Вставать с утра было всегда тяжело. Он просыпался и еще минут десять не открывал глаза, потом лежал с открытыми глазами, глядя в потолок, – недолго. Покрякивая, спускал ноги с кровати и несколько минут так сидел. Затем осторожно поднимался, надевал тапки и, почти не отрывая ног от пола, шаркая и покашливая, медленно шел в туалет.
Жена обычно кричала с кухни:
– Не шаркай! Поднимай ноги!
В ванной он долго разглядывал себя в зеркале, мял заросшие седоватой щетиной щеки, оттягивал нижнее веко, вертел головой, потом в одних трусах шел на кухню.

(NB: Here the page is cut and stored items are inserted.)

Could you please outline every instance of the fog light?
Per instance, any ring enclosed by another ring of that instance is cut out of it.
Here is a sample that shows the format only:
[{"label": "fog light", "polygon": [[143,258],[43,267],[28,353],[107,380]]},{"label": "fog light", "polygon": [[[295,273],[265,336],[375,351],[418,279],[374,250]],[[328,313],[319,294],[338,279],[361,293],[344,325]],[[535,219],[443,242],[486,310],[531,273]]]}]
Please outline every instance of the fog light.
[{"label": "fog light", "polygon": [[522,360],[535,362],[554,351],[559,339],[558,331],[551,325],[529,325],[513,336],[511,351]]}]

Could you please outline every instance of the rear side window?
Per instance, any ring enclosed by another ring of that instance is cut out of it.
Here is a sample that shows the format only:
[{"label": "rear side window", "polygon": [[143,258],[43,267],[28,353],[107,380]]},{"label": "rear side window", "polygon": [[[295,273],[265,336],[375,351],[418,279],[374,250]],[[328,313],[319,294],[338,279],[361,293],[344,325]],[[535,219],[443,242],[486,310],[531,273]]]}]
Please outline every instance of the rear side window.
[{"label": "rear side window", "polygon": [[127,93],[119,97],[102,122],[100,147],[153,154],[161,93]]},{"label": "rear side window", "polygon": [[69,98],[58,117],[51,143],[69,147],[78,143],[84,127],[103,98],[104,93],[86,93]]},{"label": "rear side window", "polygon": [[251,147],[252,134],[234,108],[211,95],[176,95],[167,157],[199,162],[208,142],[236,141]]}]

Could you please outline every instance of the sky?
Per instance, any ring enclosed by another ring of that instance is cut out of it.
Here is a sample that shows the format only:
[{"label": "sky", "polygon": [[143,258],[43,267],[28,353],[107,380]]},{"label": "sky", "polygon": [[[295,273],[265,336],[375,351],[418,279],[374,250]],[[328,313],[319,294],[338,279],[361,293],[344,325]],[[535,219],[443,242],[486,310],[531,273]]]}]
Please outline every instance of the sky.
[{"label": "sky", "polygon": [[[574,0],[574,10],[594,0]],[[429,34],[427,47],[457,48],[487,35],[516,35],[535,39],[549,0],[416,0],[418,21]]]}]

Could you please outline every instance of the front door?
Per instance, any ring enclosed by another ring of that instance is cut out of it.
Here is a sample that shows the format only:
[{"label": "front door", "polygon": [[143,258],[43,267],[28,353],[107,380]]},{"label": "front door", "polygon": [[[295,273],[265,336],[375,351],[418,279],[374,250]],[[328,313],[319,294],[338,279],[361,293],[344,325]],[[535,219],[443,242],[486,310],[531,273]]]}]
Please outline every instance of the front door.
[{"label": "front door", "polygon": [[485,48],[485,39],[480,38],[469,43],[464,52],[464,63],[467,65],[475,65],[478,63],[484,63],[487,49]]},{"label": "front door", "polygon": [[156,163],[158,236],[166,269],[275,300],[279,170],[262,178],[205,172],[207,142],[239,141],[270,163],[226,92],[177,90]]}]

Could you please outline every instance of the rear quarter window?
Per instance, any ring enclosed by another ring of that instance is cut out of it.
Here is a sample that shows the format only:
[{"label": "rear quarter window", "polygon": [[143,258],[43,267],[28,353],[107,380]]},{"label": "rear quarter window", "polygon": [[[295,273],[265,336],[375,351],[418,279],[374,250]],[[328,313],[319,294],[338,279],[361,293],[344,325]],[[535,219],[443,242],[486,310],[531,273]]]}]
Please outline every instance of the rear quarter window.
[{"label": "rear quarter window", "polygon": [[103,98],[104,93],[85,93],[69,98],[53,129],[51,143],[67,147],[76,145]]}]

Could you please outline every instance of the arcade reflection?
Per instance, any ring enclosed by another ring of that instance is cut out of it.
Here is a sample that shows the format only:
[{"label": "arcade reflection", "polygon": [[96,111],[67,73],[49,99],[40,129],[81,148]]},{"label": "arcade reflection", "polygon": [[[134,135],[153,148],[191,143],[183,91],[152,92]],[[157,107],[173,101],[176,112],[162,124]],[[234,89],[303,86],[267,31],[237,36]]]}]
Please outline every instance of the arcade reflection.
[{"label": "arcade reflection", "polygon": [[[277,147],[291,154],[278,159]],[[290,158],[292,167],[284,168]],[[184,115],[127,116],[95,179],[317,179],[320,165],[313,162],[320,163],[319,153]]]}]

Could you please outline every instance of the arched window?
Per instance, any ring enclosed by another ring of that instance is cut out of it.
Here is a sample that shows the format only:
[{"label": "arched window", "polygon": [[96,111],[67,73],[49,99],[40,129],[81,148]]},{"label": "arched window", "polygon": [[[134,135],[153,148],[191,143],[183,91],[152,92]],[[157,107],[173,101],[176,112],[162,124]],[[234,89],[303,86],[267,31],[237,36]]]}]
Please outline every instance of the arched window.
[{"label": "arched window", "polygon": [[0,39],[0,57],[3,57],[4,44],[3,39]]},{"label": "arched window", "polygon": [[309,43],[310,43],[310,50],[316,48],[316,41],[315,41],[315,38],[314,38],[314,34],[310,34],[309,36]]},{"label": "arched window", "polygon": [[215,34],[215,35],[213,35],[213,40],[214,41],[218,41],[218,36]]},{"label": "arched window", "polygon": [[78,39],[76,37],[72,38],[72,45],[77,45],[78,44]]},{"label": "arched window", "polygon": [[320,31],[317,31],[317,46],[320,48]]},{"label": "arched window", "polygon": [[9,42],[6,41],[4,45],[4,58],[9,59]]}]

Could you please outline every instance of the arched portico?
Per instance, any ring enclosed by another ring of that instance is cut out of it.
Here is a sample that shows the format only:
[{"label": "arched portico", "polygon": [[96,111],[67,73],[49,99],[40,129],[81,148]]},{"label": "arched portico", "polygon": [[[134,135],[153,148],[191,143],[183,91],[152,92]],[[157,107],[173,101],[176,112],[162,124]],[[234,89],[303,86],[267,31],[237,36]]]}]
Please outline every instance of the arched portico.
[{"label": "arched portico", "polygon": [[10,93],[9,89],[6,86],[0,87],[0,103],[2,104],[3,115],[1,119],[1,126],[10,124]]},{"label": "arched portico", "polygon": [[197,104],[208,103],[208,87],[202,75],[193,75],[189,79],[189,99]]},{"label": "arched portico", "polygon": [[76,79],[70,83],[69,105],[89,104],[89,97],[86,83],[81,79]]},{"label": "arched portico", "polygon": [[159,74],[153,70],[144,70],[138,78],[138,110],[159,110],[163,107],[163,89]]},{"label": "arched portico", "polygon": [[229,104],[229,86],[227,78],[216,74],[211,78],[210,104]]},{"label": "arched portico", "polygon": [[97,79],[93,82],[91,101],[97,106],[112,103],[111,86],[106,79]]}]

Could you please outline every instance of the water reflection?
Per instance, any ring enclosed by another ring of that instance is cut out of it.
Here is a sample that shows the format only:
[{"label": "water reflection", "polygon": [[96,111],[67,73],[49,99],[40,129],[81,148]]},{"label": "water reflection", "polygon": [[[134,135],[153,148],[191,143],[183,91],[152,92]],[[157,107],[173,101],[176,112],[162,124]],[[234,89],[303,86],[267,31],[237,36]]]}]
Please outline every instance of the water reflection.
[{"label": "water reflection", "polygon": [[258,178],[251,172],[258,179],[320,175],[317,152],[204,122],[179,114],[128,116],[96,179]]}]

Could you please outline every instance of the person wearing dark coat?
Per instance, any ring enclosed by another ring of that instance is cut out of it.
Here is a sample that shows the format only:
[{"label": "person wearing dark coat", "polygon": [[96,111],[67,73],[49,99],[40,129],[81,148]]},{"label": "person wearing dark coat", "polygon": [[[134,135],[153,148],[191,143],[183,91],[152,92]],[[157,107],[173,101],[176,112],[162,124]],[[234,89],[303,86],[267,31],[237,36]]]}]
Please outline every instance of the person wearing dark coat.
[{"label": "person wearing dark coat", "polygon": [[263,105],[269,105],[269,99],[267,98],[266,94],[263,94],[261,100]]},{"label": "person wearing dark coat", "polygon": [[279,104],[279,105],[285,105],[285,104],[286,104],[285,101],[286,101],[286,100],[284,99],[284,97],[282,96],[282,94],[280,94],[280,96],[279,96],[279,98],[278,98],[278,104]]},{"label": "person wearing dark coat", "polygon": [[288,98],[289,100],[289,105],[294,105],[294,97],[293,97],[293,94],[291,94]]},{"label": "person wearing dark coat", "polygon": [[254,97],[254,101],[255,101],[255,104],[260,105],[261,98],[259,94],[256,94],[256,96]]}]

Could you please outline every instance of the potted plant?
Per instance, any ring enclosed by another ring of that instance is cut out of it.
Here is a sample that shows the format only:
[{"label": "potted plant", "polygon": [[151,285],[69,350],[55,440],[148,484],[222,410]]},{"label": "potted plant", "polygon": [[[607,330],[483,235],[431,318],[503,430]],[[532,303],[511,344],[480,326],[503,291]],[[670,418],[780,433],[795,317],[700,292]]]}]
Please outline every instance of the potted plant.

– Надень брюки, – привычно сердилась жена. Она жарила яичницу, на столе стояли хлеб, масло и сыр.
– Ну побрейся, в конце концов, – продолжала она ворчливо.
Он не отвечал и молча резал хлеб. Она вздыхала и ставила перед ним маленькую чугунную сковородку – яичницу он всегда ел прямо с горячей сковороды, привычка с юности. Он вообще был человек привычек, а к старости они стали неотъемлемыми свойствами характера. Что поделаешь, привычка – вторая натура. Жена села напротив с большой чашкой кофе. Она никогда не завтракала. Только пила черный кофе с лимоном – всю жизнь. Тоже привычка.
– Вера опять не в духе, – грустно сказала жена.
Он поднял на нее глаза и в который раз удивился: даже утром она была, как всегда, прибрана и причесана, с подкрашенными губами, в голубом бархатном домашнем костюме.
Его это удивляло. И охота ей? Господи, неужели для него старается? Прожевав, он сказал:
– А с чего это ей быть в духе? Лично я ее понимаю.
– Да, – вздохнула жена, – жизнелюбием она – увы! – пошла в тебя.
Дочь была их общей болью – старая дева. Было ей уже под сорок – сухая, замкнутая, раздражительная. И в детстве характер был не сахар, а с годами – что говорить. Вечером приходила с работы – мать все подавала, убирала. Та – ни «спасибо», ни «как дела». Молча вставала из-за стола и уходила к себе. Когда хотели к ней обратиться, то тихо и опасливо стучали в дверь ее комнаты.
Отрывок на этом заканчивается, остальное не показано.